Buktinya Lie Ming di Modernland, Tangerang. Waktu kali pertama mendatangkan serama lelaki berperawakan kekar itu harus menginap di rumah pamannya di Penang selama 3 minggu. Padahal, daerah seputaran Pulau Penang dan Kedah tempat “bermain” Jojon—sebutan Lie Ming—waktu zaman lou han. Ia pernah berprofesi sebagai importir ikan berkepala nongnong itu.
Kecele
Malaysia memang tempat asal ayam terkecil di dunia itu. Peternak dan hobiisnya tersebar di bagian utara, seperti Penang, Kedah, Alorstar, Perlis, Johor, dan Kelantan. Di pusat ibukota, Kualalumpur, ada hobiis tapi dalam jumlah kecil. Namun, di negeri Mahathir Mohammad itu “Nyari serama tidak segampang lou han. Tidak ada papan nama atau sentra pusat penjualan. Jadi sulit jika tak mempunyai penghubung,” ungkap Jojon.

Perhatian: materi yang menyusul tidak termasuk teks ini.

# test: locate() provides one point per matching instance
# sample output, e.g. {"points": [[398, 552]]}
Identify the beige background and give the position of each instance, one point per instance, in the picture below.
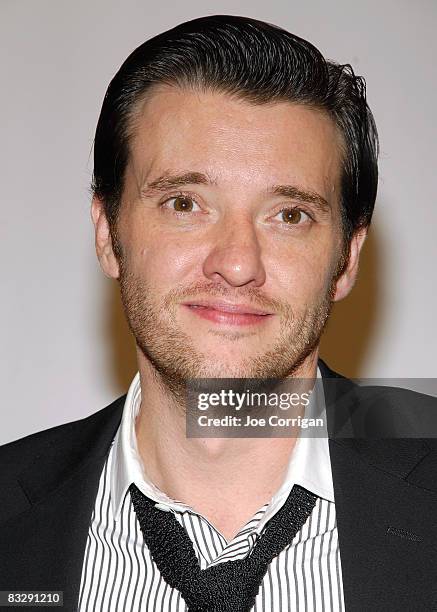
{"points": [[65, 349]]}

Dengan memanfaatkan kolegakolega, pemain lou han di Penang dulu, pada perburuan pertama berhasil dibawa 49 serama jantan dan betina. Menurut Jojon itu jumlah terbanyak dari 4 perburuan yang telah dilakukan sejak Agustus 2004 hingga Februari 2005. Perburuan berikutnya hanya sekitar 30-an ekor karena selain jumlahnya kian menyusut, selera Jojon makin tinggi. Ia tidak mau lagi membeli serama yang hanya bersosok kecil. Warna bulu juga menjadi bahan pertimbangan.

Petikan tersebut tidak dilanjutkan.